I agree with much of what you say. And I think it has a lot to do with the following 2 points (one of which is being addressed, but the other has not YET):

  1. the prevalence of so many shit decks in the higher league matches... when they are comfortable that we have true peer to peer competition, then I think that will change (or show where all the abuse is happening).

  2. the reward structure is heavily weighted to the top. While its better than it used to be, basically the top 16 decks get paid the most. I would think they need to re-work this concept in the future if they want to have more than 50 large decks competing for those 16 slots... Otherwise you are right, the game will go nowhere as the top 16 eventually wear down all other competition.

No scolding or hate!

FYI: I'm actually in the process of dropping a delegated account that I play. And I know @jacekw has been on the verge of also dropping an account.
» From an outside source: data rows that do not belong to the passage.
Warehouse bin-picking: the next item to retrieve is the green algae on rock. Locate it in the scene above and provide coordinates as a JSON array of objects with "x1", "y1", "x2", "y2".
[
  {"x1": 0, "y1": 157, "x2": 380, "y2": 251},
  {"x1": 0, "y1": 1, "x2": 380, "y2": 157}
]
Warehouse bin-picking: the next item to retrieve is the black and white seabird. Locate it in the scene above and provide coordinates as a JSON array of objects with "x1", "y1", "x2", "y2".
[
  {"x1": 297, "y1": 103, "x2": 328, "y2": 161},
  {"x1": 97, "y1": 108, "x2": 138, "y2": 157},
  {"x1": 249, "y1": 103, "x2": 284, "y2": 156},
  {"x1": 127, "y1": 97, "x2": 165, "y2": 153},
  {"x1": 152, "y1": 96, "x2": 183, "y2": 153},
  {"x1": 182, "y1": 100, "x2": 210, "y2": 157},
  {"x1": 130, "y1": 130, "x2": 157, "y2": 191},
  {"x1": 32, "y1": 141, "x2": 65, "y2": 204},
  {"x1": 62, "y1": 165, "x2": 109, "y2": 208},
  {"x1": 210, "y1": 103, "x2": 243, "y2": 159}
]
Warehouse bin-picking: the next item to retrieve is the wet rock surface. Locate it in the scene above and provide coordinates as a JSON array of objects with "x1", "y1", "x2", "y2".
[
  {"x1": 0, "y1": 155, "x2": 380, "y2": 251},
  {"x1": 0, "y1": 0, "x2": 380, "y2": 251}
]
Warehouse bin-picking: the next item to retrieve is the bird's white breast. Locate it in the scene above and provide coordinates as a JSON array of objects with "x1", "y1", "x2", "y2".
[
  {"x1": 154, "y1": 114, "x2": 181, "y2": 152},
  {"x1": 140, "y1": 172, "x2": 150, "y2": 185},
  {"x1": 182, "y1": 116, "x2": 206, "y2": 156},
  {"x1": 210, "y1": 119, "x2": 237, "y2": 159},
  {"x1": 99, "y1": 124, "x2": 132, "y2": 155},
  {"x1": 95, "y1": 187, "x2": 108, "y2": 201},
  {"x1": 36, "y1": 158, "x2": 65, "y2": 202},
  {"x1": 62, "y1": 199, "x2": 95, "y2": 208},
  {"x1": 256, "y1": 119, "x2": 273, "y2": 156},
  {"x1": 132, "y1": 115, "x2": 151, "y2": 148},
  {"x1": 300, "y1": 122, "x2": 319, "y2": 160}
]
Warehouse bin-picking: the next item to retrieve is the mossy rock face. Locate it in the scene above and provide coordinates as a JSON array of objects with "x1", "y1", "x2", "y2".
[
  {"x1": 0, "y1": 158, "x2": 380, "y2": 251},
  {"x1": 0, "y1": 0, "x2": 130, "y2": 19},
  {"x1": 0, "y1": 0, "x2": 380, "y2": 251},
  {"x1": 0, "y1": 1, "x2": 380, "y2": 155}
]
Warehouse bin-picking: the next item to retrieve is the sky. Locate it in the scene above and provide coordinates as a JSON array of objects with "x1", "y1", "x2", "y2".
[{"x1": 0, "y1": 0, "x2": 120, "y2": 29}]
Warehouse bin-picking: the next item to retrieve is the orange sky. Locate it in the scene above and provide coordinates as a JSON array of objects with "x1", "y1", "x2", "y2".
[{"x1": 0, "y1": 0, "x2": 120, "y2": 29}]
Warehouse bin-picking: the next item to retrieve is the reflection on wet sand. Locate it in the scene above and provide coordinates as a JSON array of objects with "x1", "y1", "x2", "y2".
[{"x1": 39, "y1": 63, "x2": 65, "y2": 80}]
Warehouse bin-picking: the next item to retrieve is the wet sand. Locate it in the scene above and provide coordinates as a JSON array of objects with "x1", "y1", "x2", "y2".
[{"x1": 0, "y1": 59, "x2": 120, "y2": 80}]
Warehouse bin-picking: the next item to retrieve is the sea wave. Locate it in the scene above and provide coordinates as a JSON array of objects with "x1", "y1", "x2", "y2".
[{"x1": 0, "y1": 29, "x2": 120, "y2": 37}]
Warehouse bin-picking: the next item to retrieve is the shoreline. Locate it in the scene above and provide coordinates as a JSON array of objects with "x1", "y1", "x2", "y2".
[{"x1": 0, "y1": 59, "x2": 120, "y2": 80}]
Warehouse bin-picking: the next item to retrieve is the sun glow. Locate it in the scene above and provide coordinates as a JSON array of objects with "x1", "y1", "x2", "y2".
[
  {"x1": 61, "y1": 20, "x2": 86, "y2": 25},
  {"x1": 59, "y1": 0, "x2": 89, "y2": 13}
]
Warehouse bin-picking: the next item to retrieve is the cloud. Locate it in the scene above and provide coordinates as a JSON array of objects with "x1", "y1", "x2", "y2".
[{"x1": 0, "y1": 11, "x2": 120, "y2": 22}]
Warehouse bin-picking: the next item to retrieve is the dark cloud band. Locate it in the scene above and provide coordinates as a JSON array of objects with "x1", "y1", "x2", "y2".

There are two main challenges to your idea:

  1. It's a major step towards increased centralization (just like with the occasional proposals people make that Splinterlands should ban bots).

  2. It is extremely hard to adjudicate. Without requiring extremely invasive software, there aren't any good ways to determine the difference between one player multi-accounting and multiple people in the same household all playing their own accounts. IP address solutions don't work because people can just spoof their IP addresses.

I do prefer that people are more upfront and transparent about their multi-accounting (or their botting). But the problem is that a lot of so-called solutions are imperfect and just result in people continuing the same behavior, just in secret.